- The Washington Times - Monday, March 18, 2013

Sometimes smoke gets in the eyes not only of lovers, but of priests and politicians as well. Prime Minister David Cameron of Britain and Pope Francis are engaged in a long-distance disagreement over the pontiff’s assertion two years ago, when he was a mere archbishop, that Britain had “usurped” the Falklands by winning a war with Argentina 30 years ago.

Mr. Cameron referred the pontiff, if he still feels that way, to the results of a referendum earlier this month, in which the islanders voted by a remarkable margin of 1,514 to 3 to remain British. “The white smoke over the Falklands was pretty clear,” he told the pope, reminding him of the puffs of white smoke over the Vatican that by tradition signal the election of a new leader of the Roman Catholic Church. The only question in Port Stanley, the capital of the Falklands, was why the vote was so close.

Pope Francis, as the archbishop of Buenos Aires, set out a different view at a Mass he celebrated in 2011 for the Argentine soldiers, sailors and airmen who died in their unsuccessful attempt to wrest the Falklands from Britain three decades ago. “We come to pray for all who have fallen,” he told the worshippers, “sons of the homeland who were out to defend their mother, the homeland, and to reclaim what is theirs, that is of the homeland, and it was usurped.”

Someone, no doubt being provocative, asked Mr. Cameron, who was attending a summit meeting of the European Council in Brussels, whether he agrees with the pope about the Falklands. The pope got a polite earful: “There was a pretty extraordinarily clear referendum in the Falkland Islands, and I think this is a message to everyone in the world that the people of these islands should be respected by everyone. As it were, the white smoke over the Falklands was pretty clear.”

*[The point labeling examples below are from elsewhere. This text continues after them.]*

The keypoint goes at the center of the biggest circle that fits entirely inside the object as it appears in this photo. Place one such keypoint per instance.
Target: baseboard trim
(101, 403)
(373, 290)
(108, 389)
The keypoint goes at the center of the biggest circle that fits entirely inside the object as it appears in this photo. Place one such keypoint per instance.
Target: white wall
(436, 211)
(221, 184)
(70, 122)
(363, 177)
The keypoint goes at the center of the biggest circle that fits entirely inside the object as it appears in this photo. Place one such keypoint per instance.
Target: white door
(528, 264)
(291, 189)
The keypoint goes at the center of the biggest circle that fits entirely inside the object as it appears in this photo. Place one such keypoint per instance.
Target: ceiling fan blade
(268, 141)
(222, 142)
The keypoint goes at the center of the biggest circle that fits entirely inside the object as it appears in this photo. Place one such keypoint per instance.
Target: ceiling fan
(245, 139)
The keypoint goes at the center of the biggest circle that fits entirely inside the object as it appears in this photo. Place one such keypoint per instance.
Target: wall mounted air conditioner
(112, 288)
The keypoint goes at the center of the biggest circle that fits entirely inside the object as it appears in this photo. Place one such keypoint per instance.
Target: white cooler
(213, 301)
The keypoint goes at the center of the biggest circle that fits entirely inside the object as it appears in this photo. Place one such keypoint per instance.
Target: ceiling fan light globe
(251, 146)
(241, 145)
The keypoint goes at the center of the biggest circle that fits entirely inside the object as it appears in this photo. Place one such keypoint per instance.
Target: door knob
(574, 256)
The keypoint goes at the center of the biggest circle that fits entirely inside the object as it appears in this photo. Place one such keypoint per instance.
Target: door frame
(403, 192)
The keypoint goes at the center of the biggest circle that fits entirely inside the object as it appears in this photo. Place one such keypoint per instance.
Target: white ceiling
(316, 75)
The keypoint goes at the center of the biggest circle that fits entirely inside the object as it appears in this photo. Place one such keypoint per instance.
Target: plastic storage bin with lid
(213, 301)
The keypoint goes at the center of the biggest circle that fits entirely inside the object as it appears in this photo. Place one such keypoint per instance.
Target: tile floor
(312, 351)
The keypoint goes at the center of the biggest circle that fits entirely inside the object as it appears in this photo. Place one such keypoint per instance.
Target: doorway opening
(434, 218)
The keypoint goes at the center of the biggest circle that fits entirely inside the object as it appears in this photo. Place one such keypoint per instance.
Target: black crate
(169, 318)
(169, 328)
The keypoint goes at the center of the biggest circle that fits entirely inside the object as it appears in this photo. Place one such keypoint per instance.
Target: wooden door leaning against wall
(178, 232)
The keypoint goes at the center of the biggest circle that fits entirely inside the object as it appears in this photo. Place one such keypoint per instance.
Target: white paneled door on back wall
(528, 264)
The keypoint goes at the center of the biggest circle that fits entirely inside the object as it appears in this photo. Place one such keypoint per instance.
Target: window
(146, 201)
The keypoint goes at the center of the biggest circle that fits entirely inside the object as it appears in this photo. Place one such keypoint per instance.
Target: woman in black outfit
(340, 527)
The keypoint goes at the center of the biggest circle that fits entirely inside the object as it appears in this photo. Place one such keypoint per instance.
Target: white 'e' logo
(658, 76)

What is not so clear is what the pope — no longer an archbishop of Buenos Aires, but the Bishop of Rome — thinks about the Falklands now. President Cristina Fernandez, eager to distract attention from the badly sagging economy in her care, is beating the war drums. She’s trying to recruit the new pope to join. She asked Pope Francis to persuade “major world powers” to engage in “dialogue.” Mr. Cameron declined, saying British sovereignty over the Falklands is a settled issue.

The Falklands war of ’82 echoes still. The Vatican on Friday answered accusations that the pope, as the archbishop of Buenos Aires, did not oppose, and may have collaborated with, the brutal military junta that ruled Argentina from 1976 to 1983. Thousands of Argentines “disappeared,” anger with the generals was growing, and the junta fought the war with Britain to divert the attention of the masses. A Vatican spokesman says the accusations in the wake of the pope’s election are “slanderous” and “defamatory” and are the work of “anti-clerical left-wing elements.” Popes, like prime ministers and presidents, quickly learn that nothing recedes like the first blush of cheer and good will.